La Juventus, una delle otto blue chip locali, chiude il gruppo delle quotate piemontesi miliardarie. Infatti, l'immediata inseguitrice, Tinexta, guidata dai torinesi Enrico Salza (presidente) e Pier Andrea Chevallard (amministratore delegato e direttore generale) alla fine del mese scorso quotava 574,9 milioni di euro, che valgono il quattordicesimo posto, uno in più di Dea Capital (399 milioni), che fa capo alla novarese De Agostini della famiglia Boroli-Drago.
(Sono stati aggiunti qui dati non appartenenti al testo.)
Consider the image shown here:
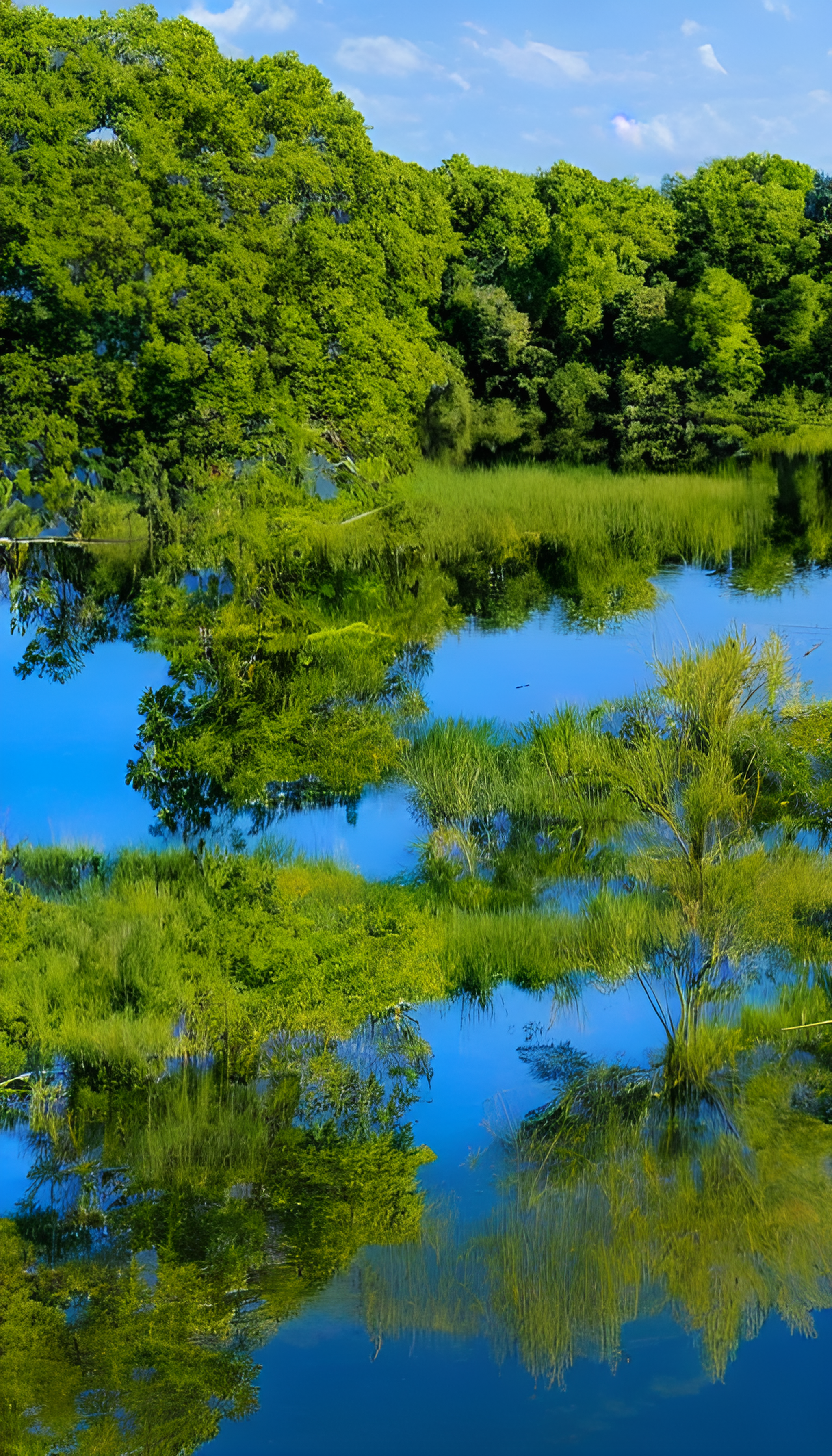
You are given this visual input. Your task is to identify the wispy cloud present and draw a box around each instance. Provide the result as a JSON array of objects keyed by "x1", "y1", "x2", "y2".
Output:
[
  {"x1": 336, "y1": 37, "x2": 433, "y2": 76},
  {"x1": 185, "y1": 0, "x2": 295, "y2": 55},
  {"x1": 612, "y1": 110, "x2": 675, "y2": 152},
  {"x1": 485, "y1": 41, "x2": 592, "y2": 86},
  {"x1": 698, "y1": 45, "x2": 728, "y2": 76},
  {"x1": 344, "y1": 86, "x2": 422, "y2": 127}
]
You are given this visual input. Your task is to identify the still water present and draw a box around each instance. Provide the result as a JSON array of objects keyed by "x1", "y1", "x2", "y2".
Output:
[{"x1": 0, "y1": 550, "x2": 832, "y2": 1456}]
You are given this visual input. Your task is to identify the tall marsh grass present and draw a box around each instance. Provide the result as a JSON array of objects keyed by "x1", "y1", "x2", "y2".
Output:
[{"x1": 410, "y1": 463, "x2": 777, "y2": 562}]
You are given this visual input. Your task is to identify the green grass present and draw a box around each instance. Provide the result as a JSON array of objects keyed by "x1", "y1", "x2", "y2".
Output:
[{"x1": 408, "y1": 464, "x2": 777, "y2": 561}]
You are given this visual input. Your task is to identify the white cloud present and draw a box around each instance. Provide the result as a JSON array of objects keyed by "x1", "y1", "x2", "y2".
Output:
[
  {"x1": 520, "y1": 130, "x2": 562, "y2": 147},
  {"x1": 336, "y1": 37, "x2": 433, "y2": 76},
  {"x1": 698, "y1": 45, "x2": 728, "y2": 76},
  {"x1": 612, "y1": 112, "x2": 675, "y2": 152},
  {"x1": 485, "y1": 41, "x2": 592, "y2": 84},
  {"x1": 185, "y1": 0, "x2": 295, "y2": 55},
  {"x1": 344, "y1": 86, "x2": 422, "y2": 127}
]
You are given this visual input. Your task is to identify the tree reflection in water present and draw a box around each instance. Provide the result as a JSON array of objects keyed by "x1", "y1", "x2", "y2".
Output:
[
  {"x1": 0, "y1": 1022, "x2": 433, "y2": 1456},
  {"x1": 361, "y1": 1057, "x2": 832, "y2": 1383}
]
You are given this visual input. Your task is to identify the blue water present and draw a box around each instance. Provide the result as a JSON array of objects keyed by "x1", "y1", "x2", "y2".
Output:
[
  {"x1": 0, "y1": 566, "x2": 832, "y2": 878},
  {"x1": 0, "y1": 553, "x2": 832, "y2": 1456},
  {"x1": 203, "y1": 1277, "x2": 832, "y2": 1456}
]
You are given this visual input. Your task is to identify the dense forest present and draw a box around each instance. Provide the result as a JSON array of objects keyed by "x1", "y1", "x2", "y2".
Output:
[{"x1": 0, "y1": 0, "x2": 832, "y2": 534}]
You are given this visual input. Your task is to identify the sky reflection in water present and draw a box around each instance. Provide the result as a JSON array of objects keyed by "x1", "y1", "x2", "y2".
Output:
[
  {"x1": 0, "y1": 566, "x2": 832, "y2": 878},
  {"x1": 0, "y1": 556, "x2": 832, "y2": 1456}
]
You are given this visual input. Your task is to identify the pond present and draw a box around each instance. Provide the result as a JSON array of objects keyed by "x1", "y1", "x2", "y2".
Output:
[{"x1": 0, "y1": 469, "x2": 832, "y2": 1456}]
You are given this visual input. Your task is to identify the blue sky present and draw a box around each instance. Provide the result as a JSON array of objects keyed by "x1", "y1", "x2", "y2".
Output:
[{"x1": 55, "y1": 0, "x2": 832, "y2": 182}]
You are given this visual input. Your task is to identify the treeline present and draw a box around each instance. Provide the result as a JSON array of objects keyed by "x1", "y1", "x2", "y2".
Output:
[{"x1": 0, "y1": 0, "x2": 832, "y2": 534}]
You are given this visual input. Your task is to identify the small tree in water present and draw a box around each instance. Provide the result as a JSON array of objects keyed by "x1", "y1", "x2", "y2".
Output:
[{"x1": 415, "y1": 636, "x2": 832, "y2": 1080}]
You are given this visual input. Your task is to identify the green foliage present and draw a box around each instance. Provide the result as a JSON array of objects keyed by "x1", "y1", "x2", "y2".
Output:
[
  {"x1": 0, "y1": 4, "x2": 456, "y2": 514},
  {"x1": 0, "y1": 852, "x2": 446, "y2": 1086},
  {"x1": 411, "y1": 636, "x2": 832, "y2": 1054},
  {"x1": 361, "y1": 1067, "x2": 832, "y2": 1383},
  {"x1": 0, "y1": 1069, "x2": 431, "y2": 1456}
]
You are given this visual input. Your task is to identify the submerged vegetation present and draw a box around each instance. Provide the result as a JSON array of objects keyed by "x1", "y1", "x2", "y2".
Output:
[{"x1": 0, "y1": 0, "x2": 832, "y2": 1456}]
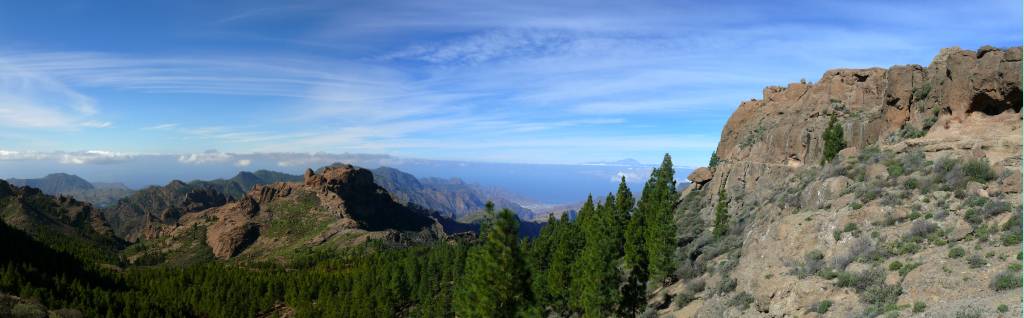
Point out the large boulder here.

Per un milione di euro, Dea Capital ha sorpassato, l'alessandrina Guala Closures (398 milioni), scesa così al sedicesimo posto.
Diciasettesima è rimasta Cofide (351 milioni), la holding del gruppo controllato dalla Fratelli De Benedetti, figli di Carlo; diciottesima Basicnet di Marco Boglione (276 milioni), diciannovesima Prima Industrie (160 milioni), il cui presidente operativo è Gianfranco Carbonato e ventesima Bim Banca Intermobiliare (80,2 milioni).
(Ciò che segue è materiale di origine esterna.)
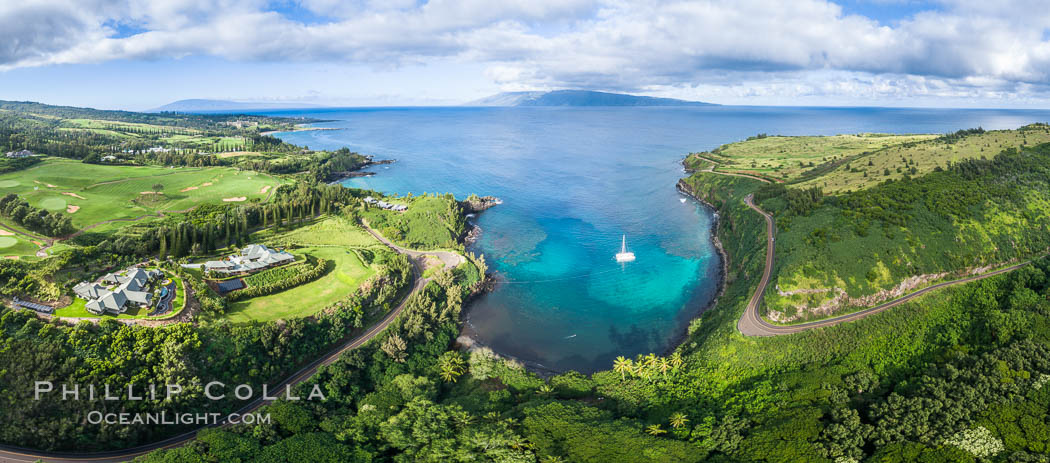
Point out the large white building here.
[203,245,295,274]
[72,268,163,315]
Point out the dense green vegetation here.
[0,193,74,236]
[686,124,1050,193]
[360,194,466,249]
[10,101,1050,463]
[756,145,1050,320]
[226,255,332,302]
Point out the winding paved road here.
[688,157,1031,336]
[0,226,449,463]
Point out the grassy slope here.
[692,126,1050,192]
[0,157,280,227]
[663,173,1050,462]
[700,133,936,178]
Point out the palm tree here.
[612,356,632,381]
[669,413,689,429]
[646,424,667,436]
[438,351,465,382]
[657,357,671,376]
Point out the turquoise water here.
[271,107,1050,372]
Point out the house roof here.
[72,281,106,299]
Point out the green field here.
[55,266,186,319]
[0,157,281,228]
[227,246,375,322]
[262,217,379,248]
[686,124,1050,193]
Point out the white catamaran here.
[616,235,634,262]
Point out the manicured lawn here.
[262,217,379,248]
[0,235,40,258]
[0,157,281,227]
[227,246,375,322]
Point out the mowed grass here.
[55,272,186,319]
[799,125,1050,192]
[0,234,40,258]
[699,133,937,180]
[227,246,375,322]
[262,216,379,248]
[0,157,281,228]
[686,125,1050,193]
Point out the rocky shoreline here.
[328,156,397,185]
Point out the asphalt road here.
[0,227,438,463]
[736,194,1031,336]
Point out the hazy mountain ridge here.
[147,99,318,112]
[465,90,714,106]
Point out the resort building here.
[203,245,295,274]
[364,196,408,212]
[5,149,33,157]
[72,268,163,315]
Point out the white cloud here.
[0,0,1050,102]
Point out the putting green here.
[40,197,65,211]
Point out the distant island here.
[464,90,714,106]
[147,99,318,112]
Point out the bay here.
[267,106,1050,372]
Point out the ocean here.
[267,106,1050,373]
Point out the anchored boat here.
[616,235,634,262]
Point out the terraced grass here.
[55,272,186,319]
[686,125,1050,193]
[0,235,40,258]
[227,246,375,322]
[700,133,937,180]
[0,159,282,227]
[262,217,379,248]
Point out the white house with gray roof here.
[72,268,163,315]
[203,245,295,274]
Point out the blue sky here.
[0,0,1050,109]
Apre la decina seguente Pininfarina, ventunesima con 74,9 milioni; alla cui ruota si è inserita Pattern, la nuova torinese approdata in Piazza Affari (48 milioni). Pattern ha preso il posto che era di Cover 50, diventata cosi ventitreesima (41,4 milioni). Seguono: Centrale del Latte d'Italia (36,5 milioni), la Fidia di Morfino (21,6 milioni), l'Italia Independent di Lapo Elkann (17,5 milioni), la M&C di Carlo De Benedetti, destinata a uscire dalla Borsa (14,6 milioni), la biellese Cdr Advance Capital (11,8 milioni) e la torinese Conafi (10,5 milioni), l'ultima regionale con capitalizzazione superiore ai dieci milioni di euro.
Chiudono la graduatoria piemontese di luglio: Borgosesia con 6,9 milioni, Ki Group con poco meno di sei milioni e Visibilia Editore con 0,8 milioni. Il fanalino di coda piemontese fa capo alla cuneese Daniela Santanchè, che ne è presiedente come di Ki Group.
Rispetto alla fine di giugno, il valore complessivo delle quotate piemontesi è aumentato di quasi 2,5 miliardi di euro. Quindici le società che hanno chiuso il mese con una capitalizzazione superiore alla precedente: Astm, Autogrill, Buzzi Unicem, Cover 50, Dea Capital, Diasorin, Exor, Fidia, Guala Closures, Intesa Sanpaolo, Iren, Juventus, Prima Industrie, Reply e Sias. Con lo stesso valore hanno finito Borgosesia e Centrale del Latte d'Italia.
In termini assoluti, la crescita maggiore di capitalizzazione è stata fatta registrare da Intesa Sanpaolo, il cui maggiore azionista singolo è la fondazione torinese Compagnia di San Paolo; infatti, a fine giugno il valore borsistico della banca guidata da Carlo Messina ammontava a 32,928 miliardi, 1,630 meno di 31 giorni dopo.